China seems to be the only country in the region with a well-developed infrastructure for an education in music.
ISME, the International Society for Music Education held its first South Asia Regional Conference in Bengaluru, hosted by the prestigious National Institute of Advanced Studies. Co organisers were SaPa, the Subramaniam Academy of Performing Arts set up by Dr L. Subramaniam, and Harmony, The Music School.
This was certainly a great initiative, but the conference brought out the woefully inadequate facilities for music education in all the countries of the region that participated — India, Sri Lanka, Nepal and Bangladesh. China seems to be the only country in the region with a well-developed infrastructure for an education in music, which is of course confined to western classical or Chinese music. Despite the entire region being so rich musically, it is sad that music as a career is not treated seriously. In India, a country with a billion plus people, there are very few Universities that offer Music as a subject to be taken up later as a career option; there are so few colleges devoted to Music, Bhatkhande in Lucknow, Goa University, Vishwa Bharati, Kolkata and Khairagarh University, amongst others, being the exceptions rather than the norm.
Perhaps this was why there was no participation at the government level at all — neither Central nor state. One would have hoped for speakers giving the government perspective, as well as decision makers participating as the audience.
The keynote speakers were Professor Higgins from UK, current president of ISME, Prof Graham Welch from UK, Professor Margaret Barrett from Australia, Prof Baldev Raj, director National Institute of Advanced Studies Bangalore, and internationally renowned artistes Bombay Jayashri and Ricky Kej. Erudite talks by guests of honour Dr T.S. Satyavathi and Padma Bhushan Prof V.S. Ramamurthy, though not related to the subject of music education were illuminating. Prof Baldev Raj put music into its correct context “70 years of being linked with science and technology made me realise there is more to Life, and that the Arts are equally important.” Prof Lee Higgins succinctly put it “Music differentiates us from other species”.
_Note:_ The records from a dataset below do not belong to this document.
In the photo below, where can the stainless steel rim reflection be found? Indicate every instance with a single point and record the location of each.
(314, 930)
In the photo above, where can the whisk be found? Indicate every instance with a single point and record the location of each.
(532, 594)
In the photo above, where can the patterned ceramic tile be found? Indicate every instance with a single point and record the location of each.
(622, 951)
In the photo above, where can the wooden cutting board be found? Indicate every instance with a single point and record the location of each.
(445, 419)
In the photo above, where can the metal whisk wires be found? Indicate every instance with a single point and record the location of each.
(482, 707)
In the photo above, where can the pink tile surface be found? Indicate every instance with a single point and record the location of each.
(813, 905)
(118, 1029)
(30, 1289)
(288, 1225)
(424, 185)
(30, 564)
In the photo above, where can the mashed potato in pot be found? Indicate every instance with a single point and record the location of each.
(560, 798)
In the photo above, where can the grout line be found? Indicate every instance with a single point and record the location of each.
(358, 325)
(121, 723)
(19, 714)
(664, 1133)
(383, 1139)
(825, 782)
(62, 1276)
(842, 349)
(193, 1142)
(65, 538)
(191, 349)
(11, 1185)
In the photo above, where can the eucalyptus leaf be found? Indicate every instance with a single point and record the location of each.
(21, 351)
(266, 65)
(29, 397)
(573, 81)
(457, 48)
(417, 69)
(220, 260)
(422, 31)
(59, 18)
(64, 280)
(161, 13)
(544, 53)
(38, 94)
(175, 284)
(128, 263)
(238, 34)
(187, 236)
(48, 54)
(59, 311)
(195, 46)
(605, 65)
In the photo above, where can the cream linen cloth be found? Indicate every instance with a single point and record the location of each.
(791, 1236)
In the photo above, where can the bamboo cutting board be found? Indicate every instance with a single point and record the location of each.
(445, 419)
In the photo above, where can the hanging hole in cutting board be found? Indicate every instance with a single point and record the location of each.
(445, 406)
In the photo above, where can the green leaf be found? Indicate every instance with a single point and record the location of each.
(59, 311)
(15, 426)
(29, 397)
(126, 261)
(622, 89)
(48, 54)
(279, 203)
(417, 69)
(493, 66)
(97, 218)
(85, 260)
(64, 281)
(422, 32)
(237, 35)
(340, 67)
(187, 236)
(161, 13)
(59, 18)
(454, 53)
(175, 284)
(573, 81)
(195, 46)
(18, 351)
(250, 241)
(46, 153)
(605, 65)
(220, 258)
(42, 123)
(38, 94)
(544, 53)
Dr Satyavathi, a Sankrit scholar and musician who has done her doctorate on an illuminating 12th century treatise on music in Sanskrit, in her Inaugural speech, established what music meant in an Indian context - Music is not to entertain, but to uplift us from the mundane. In India, from womb to tomb, music has had a role to play in our lives, and this has been so from time immemorial. Music enables 3 emotions – “druthi” (enabling our emotions to be released) “deepti” (energizing our emotions) and “shanti” (bringing about peace). In India the study of classical music is in transition, moving from personalised teaching to institutionalized teaching; this brings about both opportunities and challenges, she said.
The two and a half day intensive talks by various educators and stake holders brought out the importance of music in one’s life, at every level. From bringing down stress levels in day to day life, to medically helping children in the autism spectrum, the importance of music was spelt out in a series of talks by various speakers, as diverse as Dr Kirthana Kunikullaya, and Sharmin Sultana Sumi of the leading pop band from Bangladesh Chirkutt. Dr Graham Welch made the fascinating point “the architecture of the brain enables it to keep absorbing and learning, so music can make changes in the brain cells, and can be therapeutic.”
Other topics discussed were the techniques of teaching children specially, by speakers including Solveig Korum from Norway, Heidi Westurlund, Danielle Treacy and Vilma Timolen from Finland, Kieran Hurley and Andrew Beck from Australia, Maria Carter from United Arab Emirates, Maud Van de Worp from the Netherlands and Alice Bowmer from UK. Amongst other points made, a fascinating one was that studies revealed that exposing dyslexic children to rhythm actually helped them to read.
The Indian experience was talked about by Sandra Oberoi, Kanchana S Shrutiranjani, Bindu Subramaniam and violinist Ambi Subramaniam. Speakers from Sri Lanka, Nepal and China spoke about the ground realities of the issue in their own countries.
The importance of archiving our musical traditions, classical and non classical, were highlighted by Dr Vikram Sampath, and P.P. Sneha.
One of the areas of focus of the conference was how music can help children with autism – Smt Bombay Jayashri spoke of the experiences with children through the trust she has set up, Hitham, which has been working in the interiors of Tamil Nadu for many years.
Her emotion filled description of her experiences with children brought out the necessity for much more work needing to be done in the field. Dr Pratibha Karanth also spoke on the subject, and a workshop conducted by Deepa Krishnamurthy of the Tamahar Trust was revealing.
Ricky Kej, Grammy Awardee, revealed his core interest in the environment, through his music and music videos; the visual imagery of the Ganges under threat as part of the music video he screened was poignant. He spoke of his own experience in wanting to pursue a career in music, and finding no avenues at all.
What finally emerged after this intense sharing of thoughts from players across the globe, was the urgent need for a plan of action to bring about a comprehensive system of Music education in the region. The importance of India can be gauged from the fact that this is the 3rd event by ISME in India.
A 2nd Conference on the subject will be held in Kathmandu in 2019.